Delay- and Resource-Aware Satellite UPF Service Optimization

Abstract

Executing 5G core network functions on satellites has become crucial to enhance satellite network management and service capabilities. The User Plane Function (UPF) is responsible for efficient data traffic forwarding and is envisioned as a key and pioneering core network function that will be deployed on satellites. However, managing and providing services with satellite UPFs face dual challenges. Limited satellite resources constrain the user scale that a satellite UPF can service, resulting in an unguaranteed service delay. Moreover, the extremely rapid mobility of satellites renders it difficult for satellite UPFs to provide seamless services. To address the above challenges, this paper presents the first-of-its-kind service optimization scheme for satellite UPFs in terms of switch control, state migration, and traffic routing. To provide guaranteed service delay, we provide a theoretical analysis based on the M/G/1 queue model, demonstrating the service delay-resource consumption trade-off. A satellite UPF switch control scheme is integrated into the service optimization process, which can decrease satellite UPF service delay while saving satellite resources by adjusting the switch control parameters. To provide seamless services, we propose a satellite UPF-oriented state-aware service migration and traffic routing (UPF service optimization) algorithm.

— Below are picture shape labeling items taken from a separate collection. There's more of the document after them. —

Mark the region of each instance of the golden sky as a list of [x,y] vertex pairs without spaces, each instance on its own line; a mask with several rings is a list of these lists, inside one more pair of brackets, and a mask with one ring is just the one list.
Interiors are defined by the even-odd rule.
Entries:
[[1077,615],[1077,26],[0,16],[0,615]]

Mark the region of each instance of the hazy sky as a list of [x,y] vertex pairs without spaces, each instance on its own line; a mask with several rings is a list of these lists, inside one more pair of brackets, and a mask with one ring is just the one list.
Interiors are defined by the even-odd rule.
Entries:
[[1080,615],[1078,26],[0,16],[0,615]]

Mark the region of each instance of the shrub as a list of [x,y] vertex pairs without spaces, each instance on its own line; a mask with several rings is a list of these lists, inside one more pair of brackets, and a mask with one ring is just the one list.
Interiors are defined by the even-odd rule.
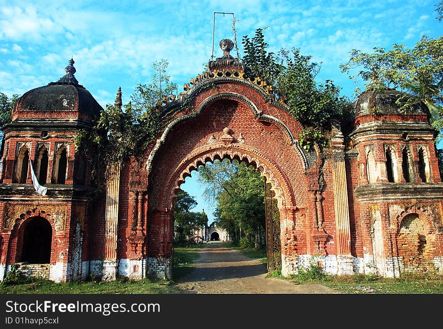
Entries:
[[22,284],[23,283],[29,283],[32,282],[32,278],[27,276],[25,273],[21,271],[19,269],[18,265],[14,264],[11,266],[11,270],[6,273],[6,275],[5,276],[2,284],[5,285]]

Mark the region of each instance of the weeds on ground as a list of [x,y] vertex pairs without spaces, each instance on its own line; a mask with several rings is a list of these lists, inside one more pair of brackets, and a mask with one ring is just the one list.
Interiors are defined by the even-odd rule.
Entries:
[[428,273],[403,273],[397,278],[375,274],[355,273],[349,275],[326,274],[320,264],[311,263],[298,274],[284,277],[277,273],[268,275],[290,281],[295,284],[317,283],[348,294],[441,294],[443,275]]

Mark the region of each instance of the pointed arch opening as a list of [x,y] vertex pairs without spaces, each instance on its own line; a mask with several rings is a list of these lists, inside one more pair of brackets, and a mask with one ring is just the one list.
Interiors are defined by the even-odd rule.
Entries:
[[388,181],[390,183],[396,183],[399,181],[399,179],[395,152],[392,147],[389,147],[386,149],[385,155],[386,157],[386,175]]
[[29,167],[29,149],[24,145],[19,151],[16,160],[16,171],[13,183],[26,184]]
[[42,145],[40,148],[35,155],[34,162],[36,166],[35,172],[38,182],[40,185],[44,185],[47,179],[49,163],[48,149],[46,146]]
[[418,175],[423,183],[430,181],[427,153],[423,147],[418,149]]
[[405,147],[402,151],[402,171],[403,178],[406,183],[411,182],[411,175],[409,165],[409,155],[407,149]]
[[64,145],[60,147],[55,153],[52,171],[52,184],[65,184],[67,169],[67,151]]

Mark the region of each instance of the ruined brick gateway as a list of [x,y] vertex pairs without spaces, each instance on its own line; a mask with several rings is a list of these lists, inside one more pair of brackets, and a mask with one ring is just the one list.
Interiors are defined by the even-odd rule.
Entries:
[[224,45],[208,74],[164,99],[165,129],[144,157],[116,168],[98,201],[90,198],[93,159],[72,138],[102,109],[73,61],[58,81],[19,99],[3,128],[0,279],[17,263],[57,282],[170,278],[175,192],[199,165],[224,158],[255,166],[271,184],[283,275],[312,260],[333,274],[443,273],[443,183],[426,108],[401,114],[399,92],[370,88],[351,126],[333,129],[331,147],[307,152],[286,105],[246,78]]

A policy network-based reinforcement learning approach is employed to dynamically perceive the satellite network’s state as well as the satellite UPF switch state. Building upon the optimization of service delay through satellite UPF switch control, the processes of state-aware state migration and traffic routing are further employed to reduce delay, ensuring seamless service effectively. Experiments reveal that the proposed algorithm outperforms other benchmark algorithms under different metrics. The service delay is reduced by an average of 23.2% compared with other algorithms.